DEAN R. KOONTZ. DARK Of THE WOODS

“You’re not mad, then?” she asked.

“Of course not!”

“I’m glad. I’ve been worried all these days I’ve waited for the machine to finish its chores with you.”

“Now,” he said, feeling the joy of life bounding in him like the stimulating fingers of some booster drug, “we are not only free and unhunted, but we have the fortress with which to work and plan; we don’t have to be barbarians, living without conveniences and without hope. There’s so much to study and accomplish that it’s hard to know where to start.”

“How about going flying with me for beginners?” she asked.

It took him a moment to realize that she meant flying and was not using a euphemism for lovemaking. He stood, mouth open, and looked down to his now small feet, up his powerful but thin legs, at a body that had been constructed for travel through the air. Carefully, he unfolded his great, blue wings behind him . . .

XII

DAVIS SAT in the richly padded maroon easy chair behind the ornate desk which seemed very large and blocky and Comfortably solid before him but which was, by human standards, a mite too small to do business from. It had been a little more than two weeks now since he had awakened under the hand of the mechanical surgeon in the genetic chambers in the bottom floor of the subterranean fortress and had discovered that he no longer possessed the body of an Earthman, and still he continued to compare the sensations and the time-space judgments he made with those he would have made in the much different human shell he had been born with. More often than not, the Demosian body came out the winner in such comparisons, for it was more compact, more muscular, considering the fine tuning of what muscle it did possess, and quicker than the looming hulk of the old-Stauffer Davis.
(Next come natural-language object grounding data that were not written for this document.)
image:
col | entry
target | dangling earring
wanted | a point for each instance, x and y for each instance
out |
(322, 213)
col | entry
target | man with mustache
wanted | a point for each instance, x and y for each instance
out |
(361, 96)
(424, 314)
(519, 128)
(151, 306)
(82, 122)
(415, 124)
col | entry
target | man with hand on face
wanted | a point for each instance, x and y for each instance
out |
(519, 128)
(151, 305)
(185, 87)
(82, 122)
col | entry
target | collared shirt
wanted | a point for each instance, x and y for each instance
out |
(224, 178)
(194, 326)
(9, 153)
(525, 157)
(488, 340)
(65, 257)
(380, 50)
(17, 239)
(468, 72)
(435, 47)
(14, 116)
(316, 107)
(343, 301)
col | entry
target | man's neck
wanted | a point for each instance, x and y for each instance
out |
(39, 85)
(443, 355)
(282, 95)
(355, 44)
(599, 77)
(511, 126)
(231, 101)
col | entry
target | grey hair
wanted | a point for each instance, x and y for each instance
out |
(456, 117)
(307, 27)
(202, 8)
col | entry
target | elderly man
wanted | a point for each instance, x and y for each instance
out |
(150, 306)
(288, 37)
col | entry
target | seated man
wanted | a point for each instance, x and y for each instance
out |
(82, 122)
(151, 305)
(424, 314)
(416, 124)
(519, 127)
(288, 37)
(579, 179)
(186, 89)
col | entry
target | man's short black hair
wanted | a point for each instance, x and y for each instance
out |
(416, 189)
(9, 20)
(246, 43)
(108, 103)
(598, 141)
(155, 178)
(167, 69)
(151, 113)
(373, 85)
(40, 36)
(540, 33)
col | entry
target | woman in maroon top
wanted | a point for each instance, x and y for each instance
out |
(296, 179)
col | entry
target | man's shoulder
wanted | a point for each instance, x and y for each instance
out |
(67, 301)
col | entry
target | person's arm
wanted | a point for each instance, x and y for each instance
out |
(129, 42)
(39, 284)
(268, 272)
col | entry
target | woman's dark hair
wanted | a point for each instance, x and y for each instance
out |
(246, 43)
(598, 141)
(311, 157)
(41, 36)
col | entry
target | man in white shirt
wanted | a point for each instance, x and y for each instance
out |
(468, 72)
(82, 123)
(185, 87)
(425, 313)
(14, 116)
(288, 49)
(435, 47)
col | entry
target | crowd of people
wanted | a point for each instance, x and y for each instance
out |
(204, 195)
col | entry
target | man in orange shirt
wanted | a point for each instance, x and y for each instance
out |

He found that, unlike a man of Earth, a Demosian moved in a fluid, catlike manner so natural and rhythmical that he was not aware of his body in any conscious plane. He never tripped over a seam in the floor. He never bent to pick something up and found his stomach in his way. He never cracked head or hips against doorways, never fumbled something he was attempting to pick up. He was one with his environment, as a human could never be, and met and coped with it on a subconscious level that freed his mind for almost continual deep thought on the things he had learned in these past several days.

He turned off the tapeviewer on the desk, leaned back in his chair, and closed his eyes, letting his mind wander. The tape concerned the operation of the genetic wombs and the theories advanced to explain their inability to produce beings with serviceable brains inside their skulls. He still did not understand two-thirds of the technical language, but he was learning with the aid of sleep-teach machines that fed the data into his own brain at a hundred times the speed he could have learned it under normal classroom circumstances. The theory that most interested him was the one constructed by Dr. Mi’nella—who was now dead, slaughtered in the senseless Alliance takeover of Demos. Mi’nella believed that the problem with the mindlessness of the artificial men did not lie in. the genetic engineering at all, but, instead, in the time-ratio chamber where the untouched fetus was put and—in ten days subjective time—aged twenty years objectively. Thus, Mi’nella argued, they were producing twenty-year-olds with the minds of newborn babies and the sensory equipment of the adult body—which was sexually complete—the most devasting blew to the confused, blank mind was shorting out the seeking brain of the infant, bringing insanity in the first few moments of life outside the time-ratio chamber. Mi’nella wanted to work out a retooling of the process on the main computer in Fortress Two as soon as possible and see if the bugs could be ironed out of the time-ratio chambers or whether it was worthwhile to produce infant Demosians who could not be ready for battle for at least a dozen years.

The war had ended without Mi’nella being given that chance.